My personal opinion in regards to investing for those who aren't in the industry (and most that are), is to use ^ strategy and buy broad-based, low cost ETFs. The only things that you can control in investing are your asset allocation, your emotions and fees/taxes. ETFs are the best vehicle to manage all of these things and typically over long periods of time outperform any active strategies anyways. Stay away from bank funds. The classes of funds that you would access are designed to part you from your money with high costs and commissions to their sales people. Not only that, the funds banks recommend typically under-perform the market anyways so you're losing on all sides.
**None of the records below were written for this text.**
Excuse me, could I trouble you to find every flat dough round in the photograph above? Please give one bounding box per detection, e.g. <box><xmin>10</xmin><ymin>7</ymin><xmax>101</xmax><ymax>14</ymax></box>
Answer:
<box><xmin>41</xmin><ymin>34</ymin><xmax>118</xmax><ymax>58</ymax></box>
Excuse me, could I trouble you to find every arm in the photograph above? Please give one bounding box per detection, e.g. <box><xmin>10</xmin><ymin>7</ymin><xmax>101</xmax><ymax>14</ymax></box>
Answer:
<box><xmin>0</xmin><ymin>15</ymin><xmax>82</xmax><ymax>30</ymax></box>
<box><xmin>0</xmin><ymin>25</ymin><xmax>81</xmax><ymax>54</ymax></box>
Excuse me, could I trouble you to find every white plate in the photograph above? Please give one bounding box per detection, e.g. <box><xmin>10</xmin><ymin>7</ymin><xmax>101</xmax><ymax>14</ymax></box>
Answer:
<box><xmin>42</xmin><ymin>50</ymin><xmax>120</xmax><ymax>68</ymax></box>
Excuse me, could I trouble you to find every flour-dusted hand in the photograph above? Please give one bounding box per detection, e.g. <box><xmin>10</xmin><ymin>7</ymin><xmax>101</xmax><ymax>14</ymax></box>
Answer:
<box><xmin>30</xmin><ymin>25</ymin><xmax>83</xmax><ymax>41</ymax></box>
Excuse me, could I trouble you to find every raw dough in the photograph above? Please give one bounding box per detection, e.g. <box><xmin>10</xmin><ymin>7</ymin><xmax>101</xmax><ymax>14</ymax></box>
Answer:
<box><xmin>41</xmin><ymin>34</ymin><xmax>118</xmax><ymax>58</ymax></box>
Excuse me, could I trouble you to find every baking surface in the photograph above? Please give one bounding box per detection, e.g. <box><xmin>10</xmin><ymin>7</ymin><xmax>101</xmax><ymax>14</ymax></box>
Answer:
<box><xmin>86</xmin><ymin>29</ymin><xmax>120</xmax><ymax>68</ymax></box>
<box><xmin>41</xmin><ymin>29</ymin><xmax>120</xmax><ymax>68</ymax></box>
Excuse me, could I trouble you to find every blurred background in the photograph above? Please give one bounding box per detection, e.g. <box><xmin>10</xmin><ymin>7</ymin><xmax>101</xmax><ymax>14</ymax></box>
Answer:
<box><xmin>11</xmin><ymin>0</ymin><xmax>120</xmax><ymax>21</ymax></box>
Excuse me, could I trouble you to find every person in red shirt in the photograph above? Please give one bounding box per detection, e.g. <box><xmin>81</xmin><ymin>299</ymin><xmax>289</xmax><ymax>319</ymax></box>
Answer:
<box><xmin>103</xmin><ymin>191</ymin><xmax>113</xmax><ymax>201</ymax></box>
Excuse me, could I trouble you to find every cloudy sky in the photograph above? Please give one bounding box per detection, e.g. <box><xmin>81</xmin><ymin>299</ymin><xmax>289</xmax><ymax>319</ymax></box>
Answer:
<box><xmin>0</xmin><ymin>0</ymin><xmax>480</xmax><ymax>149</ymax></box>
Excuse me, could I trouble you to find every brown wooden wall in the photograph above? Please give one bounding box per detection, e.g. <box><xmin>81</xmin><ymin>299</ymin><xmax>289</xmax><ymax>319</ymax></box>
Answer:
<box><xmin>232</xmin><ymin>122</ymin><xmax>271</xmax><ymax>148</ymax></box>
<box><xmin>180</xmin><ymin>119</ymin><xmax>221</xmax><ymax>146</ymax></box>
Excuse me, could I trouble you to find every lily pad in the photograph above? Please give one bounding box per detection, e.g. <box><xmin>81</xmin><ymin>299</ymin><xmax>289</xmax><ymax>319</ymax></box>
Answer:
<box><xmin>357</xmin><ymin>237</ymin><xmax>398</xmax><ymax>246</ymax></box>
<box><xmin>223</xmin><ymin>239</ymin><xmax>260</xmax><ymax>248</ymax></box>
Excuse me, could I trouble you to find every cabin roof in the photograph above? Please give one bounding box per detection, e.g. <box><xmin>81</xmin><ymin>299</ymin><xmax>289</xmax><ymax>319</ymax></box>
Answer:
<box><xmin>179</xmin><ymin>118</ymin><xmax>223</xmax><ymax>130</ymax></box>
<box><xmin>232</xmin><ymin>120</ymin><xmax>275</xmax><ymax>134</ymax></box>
You can own direct stocks, but given that you're a rookie, and that even the pros have a hard time outperforming with access to the best research and teams of analysts, you are outgunned. You could get a broker to assist you obviously but how are you going to determine what to do when he/she calls you and says "hey, you should sell CP Rail and buy CN Rail"? The commissions-based system is designed with an obvious inherent conflict of interest in that the broker needs to generate trades to stay in business even if it's not in the best interest of their client. I saw someone post earlier in this thread that using a passive strategy is "leaving money on the table", I'd be really interested to hear the rational behind that for the average retail investor. Maybe leaving money on the table for the advisors who want to recommend higher cost products that under-perform.
Educate yourself, use Google. Look up ETFs, passive vs. active, asset allocation, modern portfolio theory.
EDIT: The poster above me is definitely the direction you want to go. And educate yourself along the way. Keep it simple.